Different approaches and tools will be suited to different target groups: low levels of literacy amongst women in rural areas means that pictorial messaging may be more appropriate during PE or counselling sessions in the community. UNICEF’s small towns WASH programme found that hygiene promotion approaches used in rural areas are not necessarily suited to periurban areas, and need to be combined with other SBCC approaches.
Content development and messaging: across all four sectors and across approaches, the evidence base suggests that it is important to involve target groups in the development of content
and messaging. Formative research should also inform content and messaging. Drawing on existing social norms can help to message to be well-received.
Community mobilisation and ownership is important for interpersonal communication and community participatory approaches: this involves parents, caregivers, local community leaders and traditional leaders. For example, potential opposition to PGB, due to stigmas around adolescent sexual activity, were mitigated by community sensitisation and involving community leaders in selecting PEs and monitoring the programme. Facilitating communities to select their own volunteers to be part of the intervention (as PEs, or community counsellors) can lead to better results than programme or local government staff selecting participants. There is some evidence that community ownership can contribute to the success of community volunteers and achieving behaviour change (USAID, 2019).

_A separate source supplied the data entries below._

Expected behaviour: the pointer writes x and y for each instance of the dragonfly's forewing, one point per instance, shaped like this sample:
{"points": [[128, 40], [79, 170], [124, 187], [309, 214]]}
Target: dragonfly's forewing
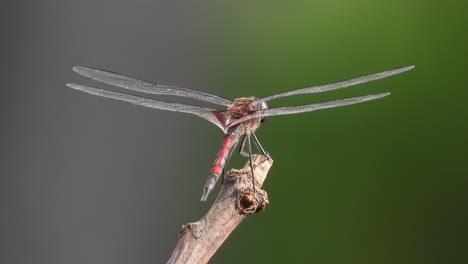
{"points": [[134, 84], [287, 110], [340, 84], [212, 115]]}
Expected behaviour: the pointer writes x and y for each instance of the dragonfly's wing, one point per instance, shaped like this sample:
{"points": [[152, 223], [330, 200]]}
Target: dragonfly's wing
{"points": [[287, 110], [341, 84], [214, 116], [147, 87]]}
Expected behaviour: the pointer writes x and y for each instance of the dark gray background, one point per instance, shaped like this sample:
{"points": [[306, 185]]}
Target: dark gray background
{"points": [[85, 179]]}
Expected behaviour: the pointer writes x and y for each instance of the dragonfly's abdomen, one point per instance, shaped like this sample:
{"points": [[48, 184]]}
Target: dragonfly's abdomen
{"points": [[229, 142]]}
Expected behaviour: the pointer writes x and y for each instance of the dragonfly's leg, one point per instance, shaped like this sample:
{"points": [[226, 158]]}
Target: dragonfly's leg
{"points": [[242, 148], [260, 146], [250, 161]]}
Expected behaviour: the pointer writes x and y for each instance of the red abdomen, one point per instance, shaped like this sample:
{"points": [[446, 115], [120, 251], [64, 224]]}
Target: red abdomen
{"points": [[229, 142]]}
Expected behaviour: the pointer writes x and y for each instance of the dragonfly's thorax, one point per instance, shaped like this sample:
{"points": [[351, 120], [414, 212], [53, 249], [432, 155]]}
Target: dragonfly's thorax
{"points": [[242, 107]]}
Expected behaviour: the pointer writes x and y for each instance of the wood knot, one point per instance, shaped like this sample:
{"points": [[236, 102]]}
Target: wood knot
{"points": [[249, 202]]}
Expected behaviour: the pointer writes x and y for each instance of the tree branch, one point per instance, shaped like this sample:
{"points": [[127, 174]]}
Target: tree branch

Interventions must be aware of the potential for reproducing or reinforcing inequitable gender norms: evidence from the Women’s First female empowerment programme suggests that the SBCC intervention reinforced existing stigmas towards girls’ sexual activity. This included staff introducing their own biases. In FP programmes there is evidence of community counsellors replicating their own beliefs about IUDs and only promoting certain methods of FP. Within PGB steps were taken between 2006 and 2010 to combat gender inequality in the programme including male Pes holding more leadership roles and gaining more recognition. Gender norms can also affect female participation in FP programmes. For example, motherhood is seen as the realisation of womanhood, therefore girls who are not mothers may not see FP as something for them.

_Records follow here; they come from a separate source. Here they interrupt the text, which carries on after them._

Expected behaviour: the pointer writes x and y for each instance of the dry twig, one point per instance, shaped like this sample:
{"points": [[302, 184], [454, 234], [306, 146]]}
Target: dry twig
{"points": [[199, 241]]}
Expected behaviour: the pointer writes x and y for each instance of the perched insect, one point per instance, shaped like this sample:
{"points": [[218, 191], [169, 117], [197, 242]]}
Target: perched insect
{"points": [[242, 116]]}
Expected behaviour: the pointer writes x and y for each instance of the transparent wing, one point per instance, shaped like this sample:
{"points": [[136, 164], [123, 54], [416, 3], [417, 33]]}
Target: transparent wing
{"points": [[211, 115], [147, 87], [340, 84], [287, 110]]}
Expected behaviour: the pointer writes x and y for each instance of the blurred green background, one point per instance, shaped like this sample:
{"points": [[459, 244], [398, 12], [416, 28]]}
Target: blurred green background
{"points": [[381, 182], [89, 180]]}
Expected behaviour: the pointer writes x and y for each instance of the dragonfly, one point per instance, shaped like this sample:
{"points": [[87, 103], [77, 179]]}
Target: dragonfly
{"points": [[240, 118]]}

For PE and mentor programmes it is important to value volunteers. Across the sector, programmes offer incentives. These can be in the form of transport to meetings or school supplies. Lesson learned from Food for Humanity’s Care Groups approach to nutrition found that non-monetary incentives can be effective. Women who participated in the programme as Care Group Volunteers (CGVs) reported being more respected by their husbands and in the community due to their role and contributed to volunteer retention.
SBCC interventions should be connected to the government. There is evidence that government involvement in or support for interventions can contribute to effectiveness. This includes the incorporation of key messaging into training for teachers and health workers.
Men and boys need to be included in SBCC interventions: a number of interventions included in this review primarily target women and girls. However, formative research has shown that men have an impact on nutrition behaviours in their families. GBV interventions should also target men and young boys in order to tackle social norms.
Interventions should be integrated with other programmes and local services. SBCC generating demand for FP or increasing health-seeking behaviour related to nutrition needs to be supported by improved access to services. This includes both availability and removing barriers to access. Hygiene promotion programmes should be integrated into wider WASH programmes.